Early Ideas and Innovations in Bayesian and Model-Assisted Multiobjective Optimization
Early Ideas and Innovations in Bayesian and Model-Assisted Multiobjective Optimization
Abstract. The early two thousands saw rapid growth in multiobjective design optimization, fueled by advances in evolutionary algorithms, Bayesian optimization, and surrogate models such as neural networks, Kriging, and Gaussian processes. These methods enabled efficient exploration of complex design spaces while reducing the cost of expensive function evaluations. Model-Assisted Multiobjective Optimization transformed the field by integrating surrogate-assisted techniques to enhance both efficiency and solution quality. This chapter reviews its historical development, emphasizing key contributions from European research efforts-including the European Community on Computational Methods in Applied Sciences and the INGENET network. We highlight foundational methodologies such as Pareto Efficient Global Optimization, Expected Hypervolume Improvement, and confidence-bound and interval-based pre-selection in Bayesian optimization. The chapter also examines the impact of these approaches on engineering applications, particularly in computational fluid dynamics and finite element method simulations, offering a comparative analysis of core concepts and their roles in shaping the landscape of modern multiobjective optimization.
One Introduction
One Introduction
The early two thousands marked an explosion of ideas in multiobjective design optimization, fueled by the convergence of several key advancements: the emergence of multiobjective evolutionary algorithms, the increasing adoption of Bayesian optimization for black-box problems, and the computational maturity of surrogate models-such as response surface models based on neural networks and Kriging (or Gaussian Process Regression)-that could handle multidimensional and multimodal functions. Together, these innovations transformed the approach to complex optimization problems, shifting the paradigm from exhaustive brute-force methods to intelligent, model-assisted strategies.
In many engineering and scientific applications, optimization problems involve multiple conflicting objectives. Traditional solution methods relied on either exhaustive simulation-based approaches or heuristic search techniques, both of which are computationally intensive. As simulation models grew more complex, particularly in areas like computational fluid dynamics and finite element method simulations, conventional optimization techniques struggled to cope with the high cost of function evaluations. This challenge led to the development of Model-Assisted Multiobjective Optimization, a framework that integrates surrogate models to approximate expensive functions and efficiently explore the Pareto-optimal set.

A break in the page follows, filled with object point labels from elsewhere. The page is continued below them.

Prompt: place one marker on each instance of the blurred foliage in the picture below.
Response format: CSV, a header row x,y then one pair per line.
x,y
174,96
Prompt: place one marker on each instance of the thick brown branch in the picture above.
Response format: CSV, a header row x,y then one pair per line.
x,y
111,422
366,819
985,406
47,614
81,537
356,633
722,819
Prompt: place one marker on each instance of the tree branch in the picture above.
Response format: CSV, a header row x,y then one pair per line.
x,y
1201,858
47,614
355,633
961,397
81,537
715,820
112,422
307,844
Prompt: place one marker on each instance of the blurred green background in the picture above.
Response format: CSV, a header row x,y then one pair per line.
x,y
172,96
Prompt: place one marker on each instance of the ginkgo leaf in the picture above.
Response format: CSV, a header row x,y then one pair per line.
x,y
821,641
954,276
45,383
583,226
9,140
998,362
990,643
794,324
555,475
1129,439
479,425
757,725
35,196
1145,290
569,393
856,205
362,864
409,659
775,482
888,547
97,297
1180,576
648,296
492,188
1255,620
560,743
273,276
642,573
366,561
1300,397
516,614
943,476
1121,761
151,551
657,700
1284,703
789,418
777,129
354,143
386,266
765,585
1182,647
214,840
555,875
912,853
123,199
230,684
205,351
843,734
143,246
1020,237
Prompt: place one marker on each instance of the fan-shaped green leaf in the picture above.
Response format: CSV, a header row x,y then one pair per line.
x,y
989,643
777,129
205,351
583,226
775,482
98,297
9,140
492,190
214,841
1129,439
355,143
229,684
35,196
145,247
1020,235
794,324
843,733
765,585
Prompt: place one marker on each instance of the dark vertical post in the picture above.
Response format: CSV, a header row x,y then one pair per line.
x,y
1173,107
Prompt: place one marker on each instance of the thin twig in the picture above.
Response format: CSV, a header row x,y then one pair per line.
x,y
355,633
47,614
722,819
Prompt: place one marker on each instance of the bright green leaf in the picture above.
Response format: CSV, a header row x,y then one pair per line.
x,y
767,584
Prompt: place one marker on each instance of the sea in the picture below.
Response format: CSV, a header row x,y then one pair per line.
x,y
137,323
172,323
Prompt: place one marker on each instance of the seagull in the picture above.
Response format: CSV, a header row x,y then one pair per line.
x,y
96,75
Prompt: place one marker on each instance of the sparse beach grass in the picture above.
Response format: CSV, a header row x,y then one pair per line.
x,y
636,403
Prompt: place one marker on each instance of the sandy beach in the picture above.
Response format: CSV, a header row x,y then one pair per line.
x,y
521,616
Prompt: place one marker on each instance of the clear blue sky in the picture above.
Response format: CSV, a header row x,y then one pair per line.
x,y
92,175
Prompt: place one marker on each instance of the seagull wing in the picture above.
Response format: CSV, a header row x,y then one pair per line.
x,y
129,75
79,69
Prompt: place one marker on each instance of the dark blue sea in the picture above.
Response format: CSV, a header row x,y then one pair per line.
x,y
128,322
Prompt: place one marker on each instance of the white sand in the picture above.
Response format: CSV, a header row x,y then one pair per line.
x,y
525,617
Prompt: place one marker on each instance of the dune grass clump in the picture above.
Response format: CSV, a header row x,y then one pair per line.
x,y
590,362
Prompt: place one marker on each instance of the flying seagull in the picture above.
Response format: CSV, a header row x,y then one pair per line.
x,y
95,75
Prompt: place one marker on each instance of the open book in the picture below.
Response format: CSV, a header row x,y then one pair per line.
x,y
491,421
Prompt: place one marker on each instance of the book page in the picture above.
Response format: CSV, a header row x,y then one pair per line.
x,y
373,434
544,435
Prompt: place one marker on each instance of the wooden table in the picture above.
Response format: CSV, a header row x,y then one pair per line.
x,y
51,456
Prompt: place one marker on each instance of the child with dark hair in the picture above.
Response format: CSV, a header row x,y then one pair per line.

By making use of data-driven approximations, MAMO reduces the number of costly function evaluations while maintaining high-quality approximations of Pareto-optimal solutions. Early research demonstrated that surrogate-assisted optimization could accelerate convergence and yield robust solutions across various engineering disciplines. The integration of Kriging-based Gaussian processes, neural network surrogates, and Bayesian sampling strategies allowed optimization algorithms to learn from previous evaluations, predict promising regions of the search space, and iteratively refine solutions.
The paper is organized as follows. In Section Two, we provide historical context by discussing early research initiatives that addressed computationally expensive design problems in computational fluid dynamics and finite element method simulations. Section Three introduces key methodological foundations in optimization, covering single-objective and multiobjective optimization as well as surrogate modeling techniques, including Radial Basis Function Networks and Gaussian Process Regression. Section Four surveys surrogate models in single-objective optimization.
The next three sections present foundational contributions to surrogate-assisted multiobjective optimization: Section Five reviews the Radial Basis Function Network-based approach introduced by Giotis and Giannakoglou, Section Six details the ParEGO method that employs a scalarization-based strategy with Gaussian Process models, and Section Seven discusses the Expected Hypervolume Improvement framework that targets Pareto front enhancement directly.
Sections Eight, Nine, and Ten discuss alternative infill criteria and early methods for using surrogate models: Section Eight examines non-dominated sorting of expected improvements, Section Nine describes the SMS-EGO framework that exploits lower confidence bounds, and Section Ten introduces interval filters that compare two-sided confidence intervals for candidate selection.
Section Eleven provides a comparative analysis of these early contributions, highlighting their respective advantages and computational trade-offs. Finally, Section Twelve concludes with a summary of findings and an outlook on future research directions. An appendix is provided with detailed examples, including a comprehensive Kriging prediction with confidence intervals.